Anyone worrying about that long, long gap between Sprawl releases can rest easy; Time Tunnel is a pretty special record. At first listen the stark breaks, and regimented samples feel profoundly old school as they go about their business. But that’s deceptive. What we have here are some cracking electro tunes; fiery, fierce, and utterly disinterested in playing the modern genre game. There are nods to classic techno-bass, but beyond that they’re happy to carve out their own singular vision of stripped down, storming electro and techno. Contact slaps out a wobbling slice of bruised hip hop replete with anxiety inducing sci-fi samples and cold as hell beats, while Electrome ramps up both the velocity and icy fear with a malicious shot of acidic tinged electro, doubly served with an expert remix courtesy of D’Arcangelo, who takes it to the edge and laughs into the void. It’s such a strong EP that the best track isn’t even electro – it’s the precise, slamming, techno jacker of Time, a tune so sure of its own ability to do the job it’s got rid of everything but the most necessary elements and rolls on through a mist formed from its own sweat. Dark, hard electro that’s all about the funk. Welcome back Sprawl, welcome back.

Go Dam – Alternate Dimensions EP (Braindance Records)
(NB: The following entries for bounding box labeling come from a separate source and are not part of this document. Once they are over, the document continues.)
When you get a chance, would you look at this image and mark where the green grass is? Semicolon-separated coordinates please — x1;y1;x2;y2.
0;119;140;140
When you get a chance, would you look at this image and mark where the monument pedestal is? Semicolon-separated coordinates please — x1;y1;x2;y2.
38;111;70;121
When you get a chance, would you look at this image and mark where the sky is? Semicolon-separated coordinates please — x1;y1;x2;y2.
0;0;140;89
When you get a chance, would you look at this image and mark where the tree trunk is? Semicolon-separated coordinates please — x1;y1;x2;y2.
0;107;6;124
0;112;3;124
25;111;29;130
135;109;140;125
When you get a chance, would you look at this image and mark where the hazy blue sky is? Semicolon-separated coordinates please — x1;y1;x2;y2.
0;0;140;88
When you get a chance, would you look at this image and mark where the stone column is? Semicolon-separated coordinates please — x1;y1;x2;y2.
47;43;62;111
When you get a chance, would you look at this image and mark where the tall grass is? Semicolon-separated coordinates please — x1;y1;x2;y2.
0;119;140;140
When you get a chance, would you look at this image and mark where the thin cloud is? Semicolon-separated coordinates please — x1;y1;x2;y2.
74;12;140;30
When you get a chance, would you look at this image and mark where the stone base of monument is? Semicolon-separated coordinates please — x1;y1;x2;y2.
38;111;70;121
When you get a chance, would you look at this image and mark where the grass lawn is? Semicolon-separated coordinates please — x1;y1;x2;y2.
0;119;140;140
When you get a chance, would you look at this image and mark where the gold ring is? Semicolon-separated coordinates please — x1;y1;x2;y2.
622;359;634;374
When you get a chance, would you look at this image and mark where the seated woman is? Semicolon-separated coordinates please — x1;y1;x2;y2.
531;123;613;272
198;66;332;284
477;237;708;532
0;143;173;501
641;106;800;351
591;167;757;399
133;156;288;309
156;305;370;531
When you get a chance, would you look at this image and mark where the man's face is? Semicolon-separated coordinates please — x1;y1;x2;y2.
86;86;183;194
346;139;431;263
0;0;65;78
I’ll have to admit to knowing virtually nothing about Go Dam except that he hails from South Korea and has knocked it out the box on this first release on what might be his own label. What’s impressive here is that he’s hit the ground with a record which draws on a whole bunch of influences without becoming beholden to any of them. IDM, electro, and Detroit techno all add colour to the three tunes, but none of them drink too deeply at any one well. The result is an EP which sounds like future mutant disco written by strange, dancing, alien weirdoes. And that’s a good thing.

While the three tracks utilise electro for their base, their skeletons, the rest of the touches roam wider. Alternate Dimensions is the darkest of the three, and the most directly tied to the genre. But even then it rolls around, latching on little bits and pieces until it becomes a sort of breakbeat powered slice of cosmic funk. A similar feel is approached on Stone Age Internet, but it’s tempered by a deep wistfulness, and loosened up by the laidback nature of its groove before eventually bringing everything together into an internalized trip which drips with Detroit-esque strings and little sonic couplets of real warmth.
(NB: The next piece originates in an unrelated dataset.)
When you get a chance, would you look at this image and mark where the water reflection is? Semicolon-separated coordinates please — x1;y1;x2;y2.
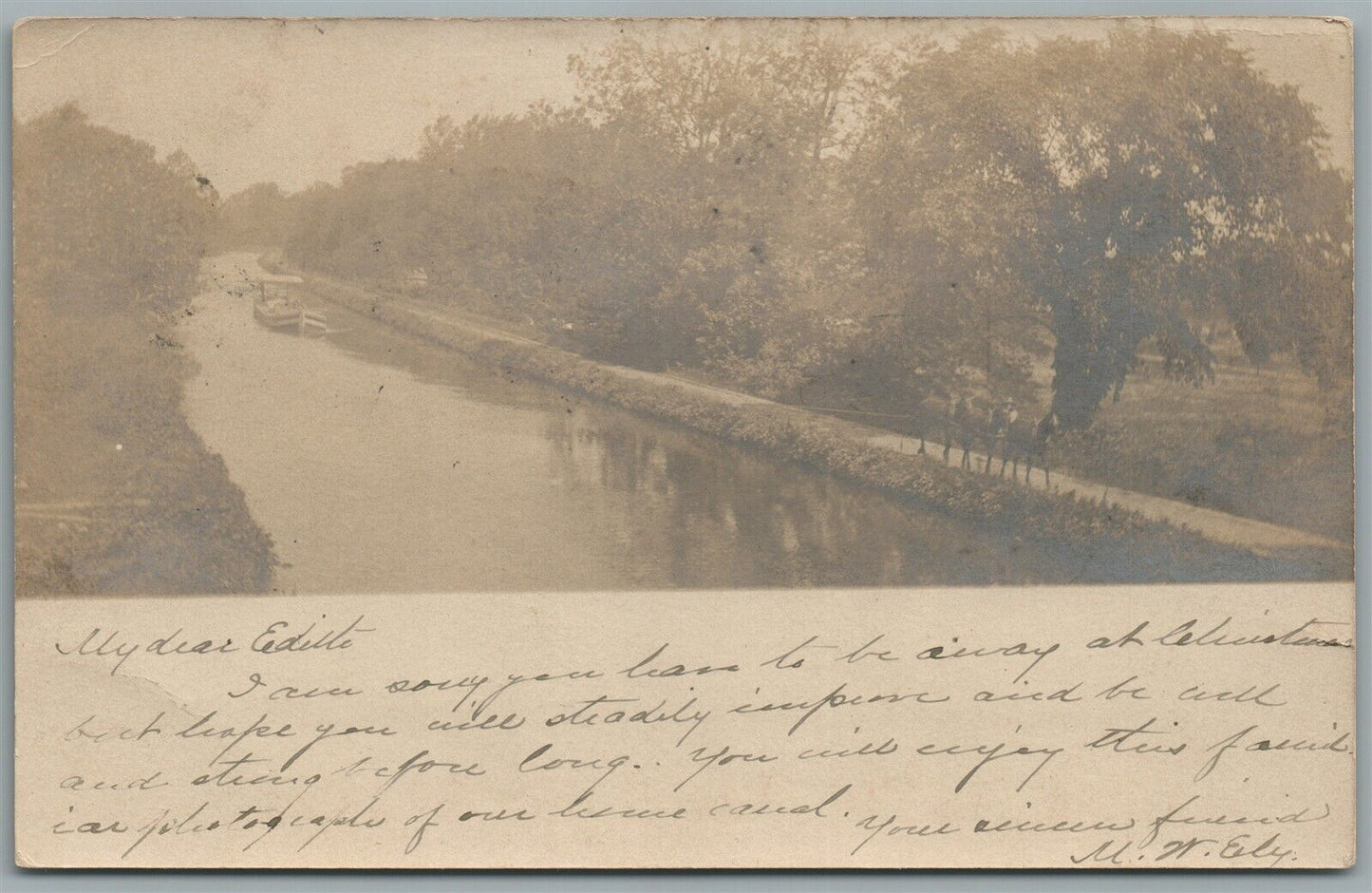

Dawn By The Fire is even more alive, dipping properly into a sort of early 80s electro-funk sound while rebooting it for tomorrows parties. It’s also the tune which comes closest to capturing the essence of what made early IDM such an exciting proposition before it became a lame excuse for jettisoning the grooves. While the synths and the beats marshal the tune with a proper sense of getting shit done, everything else coalesces around them in an endless wash of beauty. While good débuts are always exciting, this one is particularly impressive. God Damn, Go Dam is good.